20-year-old Salsha discontinued her graduation because her parents had found what seemed like the perfect match for her. Decked up in layers of gold jewellery, she posed for her wedding photos with a happy smile on her face. So what if the groom's family demanded an exorbitant dowry? That's customary, the family believed.
But barely three months later, Salsha is dead. On July 11, she was found hanging in her husband's house in Venjaranmoodu in Kerala's Thiruvananthapuram.
Salsha was allegedly harassed for more dowry by her husband Roshan's family, and unable to bear it anymore, she decided to take her own life, according to the police.
Attingal Additional Superintendent of Police Adithya confirmed to TNM that post mortem reports had established that the death was caused by hanging.

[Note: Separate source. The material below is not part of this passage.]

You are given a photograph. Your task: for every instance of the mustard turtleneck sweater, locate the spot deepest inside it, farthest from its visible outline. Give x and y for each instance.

Salsha's parents raised suspicions about their daughter's untimely death and alleged that their daughter wouldn't have ended her life if she hadn't been harassed.
The daughter of a gulf-based businessman Shanawas and his wife Saleena, Salsha had dropped her education midway to get married.
Attingal ASP Adithya told TNM that Roshan and his mother have been booked under Section 304 (b) (dowry death).
Roshan and his family had demanded and accepted 1 kilogram of gold, an expensive car and land as dowry at the time of the wedding, say the police.
While one kilogram of gold roughly costs Rs 30 lakh, Roshan was also gifted an Innova Crysta (a car that costs Rs 15- 20 lakhs). The police confirmed that it was a grand wedding in Attingal and more gifts were given apart from the groom's family's demands.
“It was her brother who first complained about it being an alleged case of dowry death. He gave the police a statement. There were no signs of physical abuse. Her parents have alleged that Roshan and his mother made repeated demands for more dowry,” ASP Adithya told TNM.
Salsha’s husband Roshan, also a Gulf-based business man, went into hiding soon after her death. Roshan surrendered to the police after the Kerala High Court rejected his anticipatory bail plea earlier this week. Police say that his mother continues to abscond.
Though it is unclear what Roshan’s version of the story is, many have raised questions about the practice of giving extravagant gifts during the wedding.
During weddings, wealthy and not-so-wealthy parents of young girls, especially in Kerala, follow the ‘custom’ of ‘giving gifts’ to the groom's family. Wedding expenditure in the state is so high that the State Women’s Commission had mooted a guideline to have a cap on such expenditure.
A demand for levying tax of luxury weddings was made in the Kerala Assembly, but Chief Minister Pinarayi Vijayan turned it down.
The CM said the only way to check such weddings was to generate awareness. Pinarayi acknowledged that luxury weddings have a lot of socio- economic implications and extravaganza by the rich people badly affects the poor who struggle without money to conduct weddings.
Demanding, giving and taking dowry was banned in India in 1961 through the Dowry Prohibition Act of 1961, but the menace continues.
Last month, TNM had reported about a case from Tamil Nadu, in which the woman, a chartered accountant, died. Divya had come back to her parents multiple times in four years with fresh demands of dowry made by her in-laws. Her parents kept sending her back to her husband, and the young woman was finally found dead on July 17.